The company, which is currently working to demonstrate production of commercial-sized hybrid perovskite-silicon cells at its pilot facility in Germany, is embarking on a five-year project with the University of Oxford to develop thin-film multi-junction versions of all-perovskite devices that would dramatically extend current performance records.

The collaborative effort has just been awarded £2.5 million via the UK Engineering and Physical Sciences Research Council’s (EPSRC's) new “Prosperity Partnerships” program, with Oxford PV providing an additional £2.5 million.

Oxford PV’s own co-founder and chief scientific officer, Henry Snaith, also heads up the university team, alongside semiconductor research group leader Laura Herz.

Commercial focus on tandem cells
News of the project comes just a couple of months after Oxford PV set a new world-best efficiency mark of 27.3 per cent for a perovskite cell, using a tandem perovskite-silicon architecture.
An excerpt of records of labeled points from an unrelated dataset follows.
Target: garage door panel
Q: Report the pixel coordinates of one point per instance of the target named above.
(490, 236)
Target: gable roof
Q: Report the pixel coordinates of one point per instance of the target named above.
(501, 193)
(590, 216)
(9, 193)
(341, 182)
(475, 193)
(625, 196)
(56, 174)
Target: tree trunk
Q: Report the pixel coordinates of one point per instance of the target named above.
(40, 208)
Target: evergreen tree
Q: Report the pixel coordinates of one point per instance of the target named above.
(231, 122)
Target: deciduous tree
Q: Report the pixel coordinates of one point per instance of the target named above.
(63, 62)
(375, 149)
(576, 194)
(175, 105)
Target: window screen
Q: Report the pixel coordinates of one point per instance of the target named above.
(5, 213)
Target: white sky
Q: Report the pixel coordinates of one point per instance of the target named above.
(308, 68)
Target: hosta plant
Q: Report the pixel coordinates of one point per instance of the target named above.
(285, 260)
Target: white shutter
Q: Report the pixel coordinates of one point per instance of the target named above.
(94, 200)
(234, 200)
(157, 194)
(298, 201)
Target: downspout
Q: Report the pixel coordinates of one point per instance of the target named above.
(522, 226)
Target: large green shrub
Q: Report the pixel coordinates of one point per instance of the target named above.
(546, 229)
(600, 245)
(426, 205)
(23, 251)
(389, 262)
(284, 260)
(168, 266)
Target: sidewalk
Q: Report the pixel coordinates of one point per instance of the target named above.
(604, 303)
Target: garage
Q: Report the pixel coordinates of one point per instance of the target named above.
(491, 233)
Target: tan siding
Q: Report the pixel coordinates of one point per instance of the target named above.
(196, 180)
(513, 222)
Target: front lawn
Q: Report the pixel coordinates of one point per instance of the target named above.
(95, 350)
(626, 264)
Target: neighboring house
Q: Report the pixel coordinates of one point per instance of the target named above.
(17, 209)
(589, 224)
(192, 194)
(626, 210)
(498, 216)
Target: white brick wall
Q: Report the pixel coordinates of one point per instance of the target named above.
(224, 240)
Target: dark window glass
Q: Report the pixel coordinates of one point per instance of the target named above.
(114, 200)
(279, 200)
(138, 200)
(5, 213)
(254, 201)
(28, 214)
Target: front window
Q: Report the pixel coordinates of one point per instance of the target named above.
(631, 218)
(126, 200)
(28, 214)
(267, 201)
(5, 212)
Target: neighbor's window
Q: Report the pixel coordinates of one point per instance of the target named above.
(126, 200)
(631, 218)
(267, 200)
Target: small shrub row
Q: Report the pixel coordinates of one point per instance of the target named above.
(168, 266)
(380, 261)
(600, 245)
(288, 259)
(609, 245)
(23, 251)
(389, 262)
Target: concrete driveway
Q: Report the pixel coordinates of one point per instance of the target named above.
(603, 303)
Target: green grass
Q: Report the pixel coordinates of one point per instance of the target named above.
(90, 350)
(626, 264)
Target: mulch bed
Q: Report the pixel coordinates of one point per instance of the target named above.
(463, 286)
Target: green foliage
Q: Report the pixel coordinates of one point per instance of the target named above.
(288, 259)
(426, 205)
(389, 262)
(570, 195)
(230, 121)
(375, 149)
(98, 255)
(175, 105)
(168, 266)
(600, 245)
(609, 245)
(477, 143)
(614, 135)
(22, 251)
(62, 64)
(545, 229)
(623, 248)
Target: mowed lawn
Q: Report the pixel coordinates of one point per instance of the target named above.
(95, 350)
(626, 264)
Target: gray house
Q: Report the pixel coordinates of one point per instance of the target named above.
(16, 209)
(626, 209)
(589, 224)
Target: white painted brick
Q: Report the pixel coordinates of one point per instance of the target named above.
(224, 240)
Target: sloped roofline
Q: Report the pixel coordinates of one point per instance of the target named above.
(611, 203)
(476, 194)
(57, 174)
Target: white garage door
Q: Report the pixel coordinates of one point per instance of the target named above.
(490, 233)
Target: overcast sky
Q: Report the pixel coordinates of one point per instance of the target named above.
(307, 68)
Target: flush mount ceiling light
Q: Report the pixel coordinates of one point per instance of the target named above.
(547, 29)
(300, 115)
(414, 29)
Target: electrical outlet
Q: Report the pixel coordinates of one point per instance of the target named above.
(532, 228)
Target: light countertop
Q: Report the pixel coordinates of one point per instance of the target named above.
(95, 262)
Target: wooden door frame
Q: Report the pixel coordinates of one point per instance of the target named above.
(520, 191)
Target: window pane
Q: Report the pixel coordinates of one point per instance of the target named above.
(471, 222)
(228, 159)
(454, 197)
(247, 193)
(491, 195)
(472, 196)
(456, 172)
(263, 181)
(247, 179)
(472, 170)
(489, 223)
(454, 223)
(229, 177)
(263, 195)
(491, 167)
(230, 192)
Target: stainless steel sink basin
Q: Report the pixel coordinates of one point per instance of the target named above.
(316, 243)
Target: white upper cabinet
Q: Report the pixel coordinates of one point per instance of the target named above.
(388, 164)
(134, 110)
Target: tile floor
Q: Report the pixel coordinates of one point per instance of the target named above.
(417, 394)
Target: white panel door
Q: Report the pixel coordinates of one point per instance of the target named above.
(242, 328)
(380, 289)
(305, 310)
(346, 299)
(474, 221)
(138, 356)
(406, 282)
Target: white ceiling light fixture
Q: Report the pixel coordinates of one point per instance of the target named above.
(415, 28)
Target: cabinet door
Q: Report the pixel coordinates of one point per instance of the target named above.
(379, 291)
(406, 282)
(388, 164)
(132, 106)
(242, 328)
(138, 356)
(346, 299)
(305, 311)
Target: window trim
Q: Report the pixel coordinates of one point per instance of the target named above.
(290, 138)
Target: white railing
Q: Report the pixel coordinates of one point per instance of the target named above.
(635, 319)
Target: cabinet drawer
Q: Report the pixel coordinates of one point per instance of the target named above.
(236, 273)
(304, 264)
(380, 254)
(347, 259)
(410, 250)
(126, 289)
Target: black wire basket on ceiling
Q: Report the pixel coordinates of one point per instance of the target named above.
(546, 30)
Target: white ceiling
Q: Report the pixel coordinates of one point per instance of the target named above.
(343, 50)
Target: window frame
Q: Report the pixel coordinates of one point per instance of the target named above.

For comparison, the best commercial monocrystalline silicon panels available today typically offer an efficiency of around 23 per cent

Cells with higher efficiencies promise to make solar power cheaper, but that all depends on the cost and complexities of the photovoltaic materials used and the manufacturing processes required.

For example, the best multi-junction cells based on compound semiconductor materials offer 46 per cent conversion efficiency but are so complicated to produce that they are only cost-effective in space missions.

Perovskite materials, which are based on abundant chemicals and can be produced with relatively straightforward processes, promise to change all that. Discovered within the past decade, their performance has been rapidly improved by various university research groups, including Oxford’s, although commercial deployment is yet to be achieved.

According to Oxford PV’s CTO Chris Case, that’s about to change. “Oxford PV’s commercial focus remains firmly on its two-terminal perovskite-on-silicon tandem solar cell technology,” he said. “We have made significant progress in this respect. Today, commercial-sized perovskite-on-silicon tandem solar cells are in production at our pilot line and we are optimizing equipment and processes in preparation for commercial deployment.”

Licensing plan
However, Oxford PV will not transition to mass production in-house. “We plan to license our first commercial product to select silicon solar cell and module manufactures, who in turn will integrate our perovskite solar cell technology into their existing or new production lines,” the company told optics.org, adding: “We expect to have product in the field toward the end of 2019.”

Oxford PV’s current perovskite-on-silicon solar cell technology roadmap already envisages efficiencies beyond 30 per cent efficiency, even without the all-perovskite approach.

But Case believes that the low-cost solar cell technology could ultimately reach conversion efficiency levels as high as 40 per cent – a performance metric that would transform energy generation on a global level by dramatically reducing the cost of renewable electricity generation, if robust versions of those cells can be made in large volumes.

The EPSRC-backed effort will aim to develop a triple-junction perovskite cell, with the three perovskite junctions each engineered with a different bandgap to absorb different wavelengths. “The new materials may have substantially different compositions and reduced lead to adjust the bandgap,” the company said, also pointing out that the presence of a small amount of lead in the perovskite structures should not prove any barrier to adoption.